One of them, Harold Hilgard Tittman Jr., was the U.S. representative to the Vatican. “His memoirs,” Catananti recounts, “are full of anecdotes about the complicated life of that period. His family, thanks to a series of fortunate circumstances, however, enjoyed a truly privileged logistical accommodation. A building all for them. And according to some sources Tittman did not disdain to make intelligence firsthand. Pretending to be a tour guide in St. Peter’s Basilica, he passed on encrypted information which then flew to Washington. “
The freedom of this tiny state frightened many, and therefore, everyone was trying to find out what was going on inside those solemn but narrow walls. “Everyone was spying on everyone,” Catananti explains. Even the barber of the Gendarmerie, at the end of the war, will prove to be an informant being paid by Italian police.
The “storm,” above all, raged for the nine months (Sept. 8, 1943-June 4, 1944) of the Nazi occupation of Rome. The real risk was that Hitler gave the order to invade the Vatican and capture the pope. Since this event was far from theoretical, Catananti discovered the pope’s defense plan, the existence of which was unknown thus far, written and kept in the Archive of the Gendarmerie. But the use of weapons, after a thorough reflection, was excluded. “The Secretariat of State did not want weapons to be used. Instead the plan spoke of resisting — passive but energetic resistance — with fire hydrants. Then, with progressive setbacks around the apostolic palace, gendarmes and noble guards would shield the pope, in order to protect him from harm,” Catananti wrote.
Aftermath of the storm
Finally, the story tells, the storm passed, but Pope Pius XII was left with the reputation of being a silent and complicit pope toward Hitler’s criminal intent.
This, however, Catananti explains, is not the reality, as demonstrated by the documents from the Gendarmerie’s archives.
“Pius XII preferred to act rather than speak,” Catananti underscores. “Although not having new elements, the idea that I made based on all my research is that Pius XII preferred action over words. … Cardinal Domenico Tardini, when serving as Substitute of the Vatican Secretary of State, as early as the mid-1930s, defined him as ‘silent as a statue.'”
Pius XII preferred working behind the scenes, Catananti suggests, “to avoid worse evils.”

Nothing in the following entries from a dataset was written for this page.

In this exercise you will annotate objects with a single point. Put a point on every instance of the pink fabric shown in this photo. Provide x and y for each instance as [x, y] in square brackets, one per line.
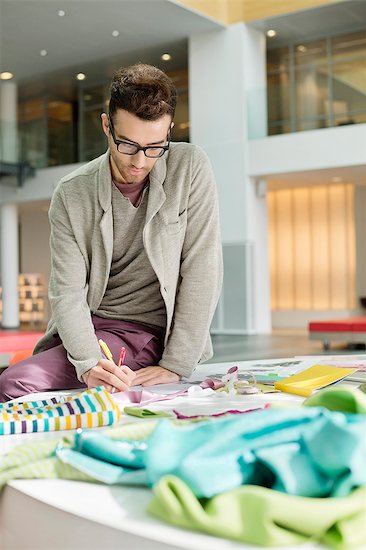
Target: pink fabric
[143, 397]
[230, 411]
[132, 191]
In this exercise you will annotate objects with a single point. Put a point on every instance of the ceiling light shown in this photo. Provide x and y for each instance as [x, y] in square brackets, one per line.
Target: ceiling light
[6, 75]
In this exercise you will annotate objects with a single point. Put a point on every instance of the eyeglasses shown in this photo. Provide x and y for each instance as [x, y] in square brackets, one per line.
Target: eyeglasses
[127, 148]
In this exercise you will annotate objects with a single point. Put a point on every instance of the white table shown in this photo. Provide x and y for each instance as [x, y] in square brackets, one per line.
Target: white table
[70, 515]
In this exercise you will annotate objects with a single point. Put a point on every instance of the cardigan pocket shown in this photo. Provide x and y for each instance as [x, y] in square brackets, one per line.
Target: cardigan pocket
[175, 226]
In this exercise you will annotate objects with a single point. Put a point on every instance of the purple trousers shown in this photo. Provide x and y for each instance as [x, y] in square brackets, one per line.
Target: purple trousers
[51, 370]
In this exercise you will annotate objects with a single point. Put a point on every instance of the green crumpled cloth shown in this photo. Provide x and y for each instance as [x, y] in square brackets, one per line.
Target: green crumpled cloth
[339, 398]
[261, 516]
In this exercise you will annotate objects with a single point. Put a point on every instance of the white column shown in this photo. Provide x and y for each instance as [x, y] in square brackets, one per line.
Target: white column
[8, 122]
[9, 265]
[227, 94]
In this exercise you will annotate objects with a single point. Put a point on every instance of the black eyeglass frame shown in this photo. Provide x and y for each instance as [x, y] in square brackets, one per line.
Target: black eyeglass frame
[117, 142]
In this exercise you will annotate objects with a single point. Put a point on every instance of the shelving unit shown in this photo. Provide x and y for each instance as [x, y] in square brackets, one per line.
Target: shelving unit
[32, 297]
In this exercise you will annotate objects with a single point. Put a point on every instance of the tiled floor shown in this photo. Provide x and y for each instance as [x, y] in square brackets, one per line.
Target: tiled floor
[275, 345]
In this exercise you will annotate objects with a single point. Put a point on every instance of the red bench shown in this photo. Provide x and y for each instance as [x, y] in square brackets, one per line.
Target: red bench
[16, 346]
[352, 330]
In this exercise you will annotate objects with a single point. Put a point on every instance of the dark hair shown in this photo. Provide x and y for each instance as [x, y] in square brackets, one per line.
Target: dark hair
[144, 91]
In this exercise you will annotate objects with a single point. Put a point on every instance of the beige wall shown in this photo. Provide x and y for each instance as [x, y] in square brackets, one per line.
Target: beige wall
[231, 11]
[312, 247]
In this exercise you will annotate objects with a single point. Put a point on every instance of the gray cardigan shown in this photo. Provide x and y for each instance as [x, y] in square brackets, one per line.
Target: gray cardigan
[181, 237]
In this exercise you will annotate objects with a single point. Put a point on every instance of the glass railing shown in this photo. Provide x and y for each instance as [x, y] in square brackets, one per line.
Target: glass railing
[272, 113]
[14, 169]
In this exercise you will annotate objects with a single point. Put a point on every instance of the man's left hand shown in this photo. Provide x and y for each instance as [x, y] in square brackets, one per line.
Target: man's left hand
[149, 376]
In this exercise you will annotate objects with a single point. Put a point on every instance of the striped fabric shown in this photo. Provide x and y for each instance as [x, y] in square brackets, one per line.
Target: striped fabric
[89, 409]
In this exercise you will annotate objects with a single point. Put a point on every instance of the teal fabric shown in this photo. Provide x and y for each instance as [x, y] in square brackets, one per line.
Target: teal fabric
[296, 451]
[256, 515]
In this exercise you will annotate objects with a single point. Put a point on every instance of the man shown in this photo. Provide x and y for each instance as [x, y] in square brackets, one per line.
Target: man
[135, 254]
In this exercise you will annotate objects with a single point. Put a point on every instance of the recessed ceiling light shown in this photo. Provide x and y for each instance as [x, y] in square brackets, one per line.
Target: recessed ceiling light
[6, 75]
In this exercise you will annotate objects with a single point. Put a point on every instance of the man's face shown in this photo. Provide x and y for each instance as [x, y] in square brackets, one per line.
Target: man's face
[130, 128]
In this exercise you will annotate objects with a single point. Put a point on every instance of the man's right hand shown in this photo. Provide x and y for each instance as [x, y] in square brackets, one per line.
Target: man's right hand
[108, 374]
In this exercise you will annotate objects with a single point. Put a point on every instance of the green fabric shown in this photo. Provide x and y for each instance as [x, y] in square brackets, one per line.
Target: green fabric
[261, 516]
[146, 413]
[339, 398]
[39, 461]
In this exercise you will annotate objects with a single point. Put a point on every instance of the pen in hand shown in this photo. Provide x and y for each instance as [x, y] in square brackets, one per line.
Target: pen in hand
[122, 356]
[106, 350]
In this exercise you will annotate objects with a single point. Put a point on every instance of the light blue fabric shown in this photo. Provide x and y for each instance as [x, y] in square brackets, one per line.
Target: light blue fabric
[123, 453]
[287, 450]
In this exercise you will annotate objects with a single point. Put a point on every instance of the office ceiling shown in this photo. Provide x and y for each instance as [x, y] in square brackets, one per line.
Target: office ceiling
[147, 28]
[343, 174]
[338, 17]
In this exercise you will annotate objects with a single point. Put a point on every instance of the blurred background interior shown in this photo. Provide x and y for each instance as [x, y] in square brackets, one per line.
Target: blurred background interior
[275, 92]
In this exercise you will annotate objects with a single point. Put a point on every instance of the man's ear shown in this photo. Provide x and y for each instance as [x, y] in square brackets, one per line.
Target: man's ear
[105, 124]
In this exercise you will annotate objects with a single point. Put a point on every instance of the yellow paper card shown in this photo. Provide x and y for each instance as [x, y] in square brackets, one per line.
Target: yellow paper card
[314, 378]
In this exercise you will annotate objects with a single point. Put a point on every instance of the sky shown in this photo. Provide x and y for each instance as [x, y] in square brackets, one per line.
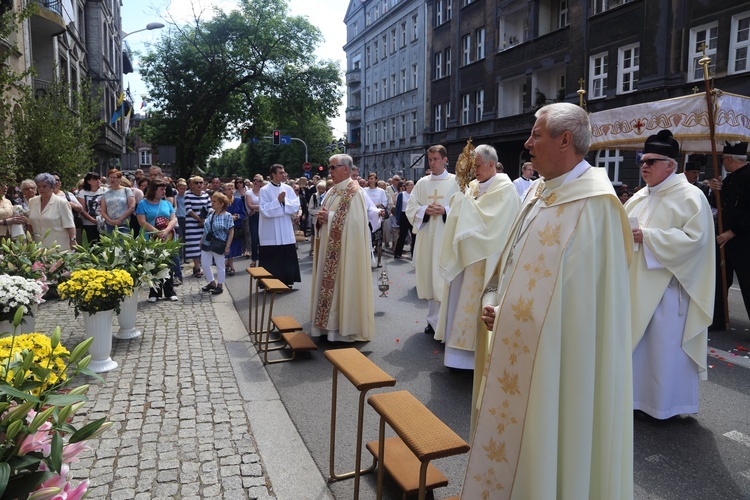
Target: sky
[327, 15]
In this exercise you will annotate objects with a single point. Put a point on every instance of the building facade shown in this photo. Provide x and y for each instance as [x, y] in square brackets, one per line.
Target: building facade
[490, 64]
[385, 79]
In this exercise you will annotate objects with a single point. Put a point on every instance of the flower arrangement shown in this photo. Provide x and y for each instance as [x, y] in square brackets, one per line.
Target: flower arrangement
[37, 406]
[94, 290]
[147, 260]
[17, 291]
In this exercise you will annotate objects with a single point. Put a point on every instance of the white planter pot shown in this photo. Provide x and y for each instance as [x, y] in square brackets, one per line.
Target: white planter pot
[127, 318]
[99, 326]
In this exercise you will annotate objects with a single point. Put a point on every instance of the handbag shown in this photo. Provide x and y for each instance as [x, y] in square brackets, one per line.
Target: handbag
[212, 244]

“With Hitler’s madness,” he stresses, “one could not joke. I realize that his silence is not easy to understand and justify by those who paid certain prices. But I believe that Pius XII had adopted, by rational choice, an underground strategy of war on Nazism. Even the German resistance asked him for this silence.”
While a small part of these archives was regrettably destroyed in the 1970s when the building that holds the archives flooded, the surviving documents still speak volumes.
Deborah Castellano Lubov writes from Rome.